Soberania dinamarquesa sobre a Groenlândia, no entanto, está respaldada por uma série de instrumentos legais internacionais

O presidente dos Estados Unidos, Donald Trump, afirmou em mensagem enviada ao primeiro-ministro da Noruega, Jonas Gahr Støre, que não se sente mais obrigado a “pensar puramente na paz” após não ter recebido o Prêmio Nobel da Paz. No mesmo texto, voltou a questionar a soberania dinamarquesa sobre a Groenlândia e reiterou sua exigência de que o território passe ao controle norte-americano.

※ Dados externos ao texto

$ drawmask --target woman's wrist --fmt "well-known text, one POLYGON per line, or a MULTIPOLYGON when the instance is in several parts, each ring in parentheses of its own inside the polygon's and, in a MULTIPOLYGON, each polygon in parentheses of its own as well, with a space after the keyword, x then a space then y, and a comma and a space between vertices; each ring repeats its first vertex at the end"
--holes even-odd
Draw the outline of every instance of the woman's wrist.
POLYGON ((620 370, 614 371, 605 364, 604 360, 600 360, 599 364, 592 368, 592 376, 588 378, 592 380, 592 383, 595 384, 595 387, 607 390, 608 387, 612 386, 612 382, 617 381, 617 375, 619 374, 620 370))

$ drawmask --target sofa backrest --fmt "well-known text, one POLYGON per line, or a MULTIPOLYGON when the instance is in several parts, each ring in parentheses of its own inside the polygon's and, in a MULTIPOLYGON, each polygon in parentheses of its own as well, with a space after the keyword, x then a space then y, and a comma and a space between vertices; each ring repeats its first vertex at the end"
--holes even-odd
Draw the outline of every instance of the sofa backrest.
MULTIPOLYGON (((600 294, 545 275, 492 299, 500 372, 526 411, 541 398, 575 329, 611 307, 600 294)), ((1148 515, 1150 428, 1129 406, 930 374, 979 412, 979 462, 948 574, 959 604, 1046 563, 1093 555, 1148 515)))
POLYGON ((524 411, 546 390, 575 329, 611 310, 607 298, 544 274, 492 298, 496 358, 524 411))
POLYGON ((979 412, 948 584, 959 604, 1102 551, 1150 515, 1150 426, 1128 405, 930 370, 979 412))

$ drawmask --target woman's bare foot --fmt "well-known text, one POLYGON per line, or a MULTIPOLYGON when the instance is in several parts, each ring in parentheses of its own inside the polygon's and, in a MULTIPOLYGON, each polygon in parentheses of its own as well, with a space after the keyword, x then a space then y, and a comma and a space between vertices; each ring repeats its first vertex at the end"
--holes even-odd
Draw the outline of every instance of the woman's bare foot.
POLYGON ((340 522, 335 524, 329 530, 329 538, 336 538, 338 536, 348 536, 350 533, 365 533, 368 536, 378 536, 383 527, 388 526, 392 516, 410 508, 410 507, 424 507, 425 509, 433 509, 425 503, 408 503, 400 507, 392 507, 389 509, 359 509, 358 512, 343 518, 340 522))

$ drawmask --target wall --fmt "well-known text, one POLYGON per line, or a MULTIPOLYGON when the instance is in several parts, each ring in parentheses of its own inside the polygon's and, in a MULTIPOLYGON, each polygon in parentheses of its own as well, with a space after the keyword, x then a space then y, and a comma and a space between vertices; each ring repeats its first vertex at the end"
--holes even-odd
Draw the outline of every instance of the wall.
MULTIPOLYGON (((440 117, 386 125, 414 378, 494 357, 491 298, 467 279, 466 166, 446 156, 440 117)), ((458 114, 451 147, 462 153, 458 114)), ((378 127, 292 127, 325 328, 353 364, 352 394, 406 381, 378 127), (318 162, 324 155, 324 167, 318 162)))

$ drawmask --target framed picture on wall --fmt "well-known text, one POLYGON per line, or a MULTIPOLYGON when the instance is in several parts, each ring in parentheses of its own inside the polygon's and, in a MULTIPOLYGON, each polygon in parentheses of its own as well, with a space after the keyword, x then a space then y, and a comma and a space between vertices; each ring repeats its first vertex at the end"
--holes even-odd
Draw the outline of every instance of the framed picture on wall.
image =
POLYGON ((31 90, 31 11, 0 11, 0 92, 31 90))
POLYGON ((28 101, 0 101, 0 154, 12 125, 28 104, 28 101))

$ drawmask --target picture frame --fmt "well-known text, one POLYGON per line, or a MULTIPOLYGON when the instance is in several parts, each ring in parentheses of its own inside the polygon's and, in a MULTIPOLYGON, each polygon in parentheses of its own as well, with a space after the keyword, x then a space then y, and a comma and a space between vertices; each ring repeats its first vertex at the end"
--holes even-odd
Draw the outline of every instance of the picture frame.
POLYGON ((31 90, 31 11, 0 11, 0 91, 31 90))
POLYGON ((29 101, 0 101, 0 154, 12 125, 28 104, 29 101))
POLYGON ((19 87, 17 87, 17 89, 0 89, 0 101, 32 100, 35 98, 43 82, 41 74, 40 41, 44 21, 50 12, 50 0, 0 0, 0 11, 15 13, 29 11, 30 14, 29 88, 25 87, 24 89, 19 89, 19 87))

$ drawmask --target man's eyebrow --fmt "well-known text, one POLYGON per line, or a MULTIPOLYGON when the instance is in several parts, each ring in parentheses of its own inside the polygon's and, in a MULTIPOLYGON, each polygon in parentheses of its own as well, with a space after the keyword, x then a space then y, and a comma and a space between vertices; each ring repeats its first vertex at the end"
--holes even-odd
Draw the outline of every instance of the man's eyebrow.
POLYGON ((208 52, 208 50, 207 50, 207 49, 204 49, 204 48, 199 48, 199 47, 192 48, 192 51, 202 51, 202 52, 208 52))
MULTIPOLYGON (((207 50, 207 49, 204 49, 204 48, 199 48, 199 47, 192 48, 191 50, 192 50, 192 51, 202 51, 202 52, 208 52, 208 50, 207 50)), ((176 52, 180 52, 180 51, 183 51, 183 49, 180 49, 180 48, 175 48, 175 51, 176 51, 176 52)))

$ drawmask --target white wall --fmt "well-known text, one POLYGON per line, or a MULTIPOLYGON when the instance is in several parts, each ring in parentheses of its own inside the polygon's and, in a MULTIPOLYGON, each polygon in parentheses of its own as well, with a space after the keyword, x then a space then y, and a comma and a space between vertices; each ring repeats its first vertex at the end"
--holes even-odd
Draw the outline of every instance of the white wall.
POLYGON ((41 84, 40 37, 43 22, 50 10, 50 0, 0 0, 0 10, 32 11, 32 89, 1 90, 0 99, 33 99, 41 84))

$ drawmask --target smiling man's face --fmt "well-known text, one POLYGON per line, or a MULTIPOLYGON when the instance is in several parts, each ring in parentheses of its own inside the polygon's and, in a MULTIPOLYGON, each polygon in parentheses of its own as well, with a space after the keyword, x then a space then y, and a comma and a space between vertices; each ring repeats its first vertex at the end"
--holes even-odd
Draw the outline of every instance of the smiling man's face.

A declaração foi uma resposta a uma mensagem enviada por Støre e pelo presidente da Finlândia, Alexander Stubb, na qual os líderes europeus criticaram a decisão dos EUA de impor tarifas a aliados que se recusaram a apoiar a pretensão americana sobre a Groenlândia. No comunicado, os dois também pediram a redução das tensões e solicitaram uma conversa telefônica com Trump.

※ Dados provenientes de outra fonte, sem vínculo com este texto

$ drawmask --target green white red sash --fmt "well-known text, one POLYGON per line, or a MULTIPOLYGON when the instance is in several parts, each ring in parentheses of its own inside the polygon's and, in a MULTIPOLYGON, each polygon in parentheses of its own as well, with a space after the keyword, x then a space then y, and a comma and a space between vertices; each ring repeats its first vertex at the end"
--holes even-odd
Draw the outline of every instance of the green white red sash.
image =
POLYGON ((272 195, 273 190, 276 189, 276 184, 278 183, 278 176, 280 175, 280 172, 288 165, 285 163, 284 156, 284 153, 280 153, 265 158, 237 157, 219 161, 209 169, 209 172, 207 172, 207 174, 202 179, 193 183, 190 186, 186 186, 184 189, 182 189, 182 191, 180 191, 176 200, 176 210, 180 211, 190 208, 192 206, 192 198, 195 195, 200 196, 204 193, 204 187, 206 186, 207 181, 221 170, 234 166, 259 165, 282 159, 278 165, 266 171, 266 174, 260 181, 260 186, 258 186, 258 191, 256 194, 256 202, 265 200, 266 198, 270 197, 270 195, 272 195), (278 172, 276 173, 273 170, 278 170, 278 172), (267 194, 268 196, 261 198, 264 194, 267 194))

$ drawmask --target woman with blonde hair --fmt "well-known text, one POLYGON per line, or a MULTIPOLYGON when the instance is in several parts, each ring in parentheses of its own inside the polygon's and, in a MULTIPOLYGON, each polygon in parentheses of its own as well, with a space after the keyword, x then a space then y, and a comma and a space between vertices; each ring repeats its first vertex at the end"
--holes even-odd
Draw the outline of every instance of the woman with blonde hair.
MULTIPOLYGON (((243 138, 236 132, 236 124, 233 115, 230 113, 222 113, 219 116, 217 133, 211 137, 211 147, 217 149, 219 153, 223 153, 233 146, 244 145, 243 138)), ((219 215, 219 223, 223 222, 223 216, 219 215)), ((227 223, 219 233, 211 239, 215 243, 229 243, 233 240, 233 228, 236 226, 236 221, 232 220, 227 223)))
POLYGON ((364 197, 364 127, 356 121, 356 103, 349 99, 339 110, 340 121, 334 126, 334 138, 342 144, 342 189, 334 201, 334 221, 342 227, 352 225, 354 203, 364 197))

Segundo o premiê norueguês, a resposta do presidente norte-americano foi enviada pouco tempo depois. “Considerando que seu país decidiu não me conceder o Prêmio Nobel da Paz por ter impedido mais de oito guerras, não me sinto mais obrigado a pensar apenas na paz, embora ela continue predominante, mas agora posso pensar no que é bom e apropriado para os Estados Unidos da América”, escreveu Trump.

Campanha forte

O presidente dos EUA tem feito campanha aberta para receber o Prêmio Nobel da Paz, concedido no ano passado à líder da oposição venezuelana María Corina Machado. Na semana passada, durante uma reunião na Casa Branca, Corina Machado entregou simbolicamente sua medalha de ouro a Trump, embora o Comitê Nobel Norueguês tenha ressaltado que o prêmio não pode ser transferido, compartilhado ou revogado.

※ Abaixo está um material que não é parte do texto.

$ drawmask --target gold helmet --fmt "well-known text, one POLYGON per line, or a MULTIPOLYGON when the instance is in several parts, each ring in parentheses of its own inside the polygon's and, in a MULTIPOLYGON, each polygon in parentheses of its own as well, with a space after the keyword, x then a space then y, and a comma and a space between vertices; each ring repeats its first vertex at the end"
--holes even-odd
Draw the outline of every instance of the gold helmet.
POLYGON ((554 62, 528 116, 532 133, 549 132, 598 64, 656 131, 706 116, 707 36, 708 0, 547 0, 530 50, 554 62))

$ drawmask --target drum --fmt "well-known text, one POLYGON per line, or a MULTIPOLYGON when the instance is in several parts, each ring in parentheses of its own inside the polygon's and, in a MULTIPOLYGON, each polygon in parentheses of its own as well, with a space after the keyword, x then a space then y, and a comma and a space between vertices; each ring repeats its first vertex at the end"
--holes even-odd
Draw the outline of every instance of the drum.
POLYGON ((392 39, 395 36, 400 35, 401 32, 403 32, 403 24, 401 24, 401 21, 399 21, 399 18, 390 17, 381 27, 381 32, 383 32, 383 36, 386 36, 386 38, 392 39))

Støre afirmou que já explicou repetidas vezes a Trump que o Nobel da Paz é concedido por um comitê independente, e não pelo governo da Noruega. O Comitê Nobel não respondeu imediatamente a pedidos de comentário.

Na mesma mensagem, Trump voltou a questionar a soberania da Dinamarca sobre a Groenlândia. “A Dinamarca não pode proteger essa terra da Rússia ou da China, e por que eles teriam um ‘direito de propriedade’, afinal?”, escreveu. O presidente também minimizou os fundamentos históricos da posse dinamarquesa, afirmando que “não há documentos escritos”, apenas o fato de que um navio teria atracado na ilha há séculos.

A soberania dinamarquesa sobre a Groenlândia, no entanto, está respaldada por uma série de instrumentos legais internacionais, incluindo um tratado firmado em 1814. Os próprios Estados Unidos já reconheceram reiteradamente que a ilha faz parte do Reino da Dinamarca.